SAWT BEIRUT INTERNATIONAL

| 27 January 2023, Friday |

L’essence sur les marchés libanais est comme une « pilule de panadol »

La pénurie de carburant, en particulier d’essence et de diesel, est un aspect de la crise économique et financière qui continue de s’aggraver chaque jour, car la quantité de carburant qui parvient au pays est inférieure aux besoins du marché et de la consommation intérieure, et l’essence telle que la « pilule de panadol » prise pour soulager la douleur, le marché a faim et en a un besoin urgent et le stock de stations est largement faible en premier lieu.

« Oui, les navires sont arrivés le week-end et avant, et l’essence est distribuée depuis le début de la semaine sur le marché local, mais les quantités ne sont pas suffisantes, et l’État est censé en tenir compte et fournir aux stations des quantités suffisantes pour le consommateur, et il y a des zones où l’essence ne leur parvient pas du tout, comme kakir et certaines villes du sud et de la Bekaa », a déclaré George Al-Barax, membre du conseil d’administration du syndicat des propriétaires de stations, à Ghida Jbeili, journaliste de Sawt Beirut International.

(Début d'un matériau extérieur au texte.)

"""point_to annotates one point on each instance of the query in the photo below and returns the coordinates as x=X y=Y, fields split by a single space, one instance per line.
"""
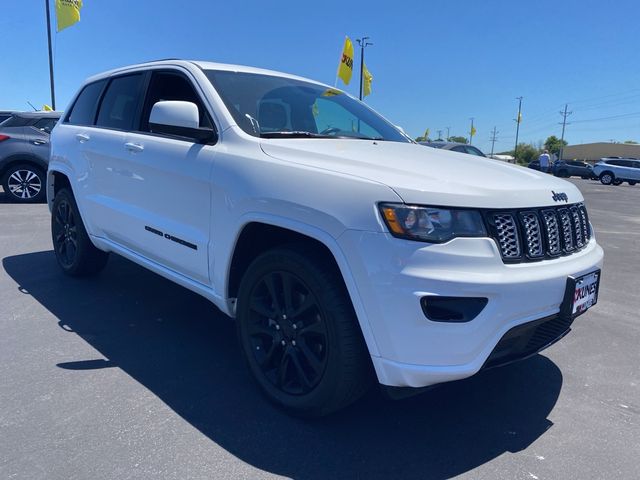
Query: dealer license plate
x=584 y=293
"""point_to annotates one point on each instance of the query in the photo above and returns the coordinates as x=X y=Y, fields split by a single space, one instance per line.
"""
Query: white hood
x=425 y=175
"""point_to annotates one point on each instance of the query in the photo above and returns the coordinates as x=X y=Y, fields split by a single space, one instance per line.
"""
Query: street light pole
x=518 y=118
x=494 y=137
x=564 y=114
x=363 y=44
x=53 y=90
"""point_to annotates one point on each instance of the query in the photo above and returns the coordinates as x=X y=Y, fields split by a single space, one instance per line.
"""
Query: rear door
x=160 y=185
x=38 y=135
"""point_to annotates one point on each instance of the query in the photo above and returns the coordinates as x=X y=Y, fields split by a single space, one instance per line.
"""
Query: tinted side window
x=16 y=121
x=46 y=124
x=84 y=110
x=171 y=86
x=120 y=102
x=474 y=151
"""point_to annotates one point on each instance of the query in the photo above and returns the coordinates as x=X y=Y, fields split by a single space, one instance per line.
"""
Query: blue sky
x=435 y=63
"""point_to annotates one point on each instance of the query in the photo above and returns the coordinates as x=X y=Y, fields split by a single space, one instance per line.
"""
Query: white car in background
x=345 y=251
x=614 y=171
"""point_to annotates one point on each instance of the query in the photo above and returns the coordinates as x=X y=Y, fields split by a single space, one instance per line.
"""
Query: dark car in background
x=572 y=168
x=5 y=114
x=24 y=154
x=455 y=147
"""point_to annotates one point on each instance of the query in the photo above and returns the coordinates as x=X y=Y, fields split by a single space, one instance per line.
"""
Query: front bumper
x=393 y=274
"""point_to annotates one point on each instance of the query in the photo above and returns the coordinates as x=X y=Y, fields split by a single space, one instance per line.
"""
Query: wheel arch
x=272 y=235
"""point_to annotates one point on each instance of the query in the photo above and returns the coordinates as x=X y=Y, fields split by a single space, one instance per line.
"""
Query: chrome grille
x=508 y=237
x=567 y=230
x=534 y=234
x=553 y=233
x=575 y=215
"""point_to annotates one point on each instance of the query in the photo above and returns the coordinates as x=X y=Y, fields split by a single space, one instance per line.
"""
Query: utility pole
x=564 y=114
x=363 y=42
x=494 y=137
x=518 y=120
x=53 y=94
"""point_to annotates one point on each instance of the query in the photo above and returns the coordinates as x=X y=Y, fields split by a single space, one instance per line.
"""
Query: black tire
x=75 y=253
x=607 y=178
x=25 y=183
x=314 y=361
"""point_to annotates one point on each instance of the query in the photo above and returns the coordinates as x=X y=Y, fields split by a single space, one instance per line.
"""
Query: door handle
x=133 y=147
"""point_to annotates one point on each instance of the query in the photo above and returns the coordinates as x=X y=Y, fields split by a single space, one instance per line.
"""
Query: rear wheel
x=299 y=333
x=75 y=253
x=606 y=178
x=24 y=183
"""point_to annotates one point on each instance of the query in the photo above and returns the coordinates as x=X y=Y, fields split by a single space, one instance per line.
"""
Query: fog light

C’est là que la contrebande vient vers la Syrie pour exacerber les conditions économiques et de vie, la contrebande d’essence vers la Syrie fait d’énormes profits, où le prix d’une plaque d’essence au Liban varie aujourd’hui de 40 000 à 45 000 livres libanaises, plus de 3 dollars selon le taux de change sur le marché noir, tandis que le prix d’une plaque d’essence en contrebande du Liban varie de 100 000 à 140 000 livres syriennes, soit entre 23 et 25 dollars selon le taux de change sur le marché noir, a déclaré le Barax, « La solution est à l’autorité dans sa main. « Nous avons un problème avec les médicaments et les hôpitaux, et j’appelle les citoyens à arrêter de faire des problèmes avec les propriétaires des stations, ils sont également touchés, et je ne sais pas où la crise va arriver, mais dans un avenir prévisible, je ne vois pas que nous reviendrons à la normale », a-t-il déclaré.

Les économistes disent que tant que les prix du carburant au Liban seront subventionnés, les opérations de contrebande se poursuivront parce que les subventions font baisser le prix sur le marché libanais que sur les marchés syriens.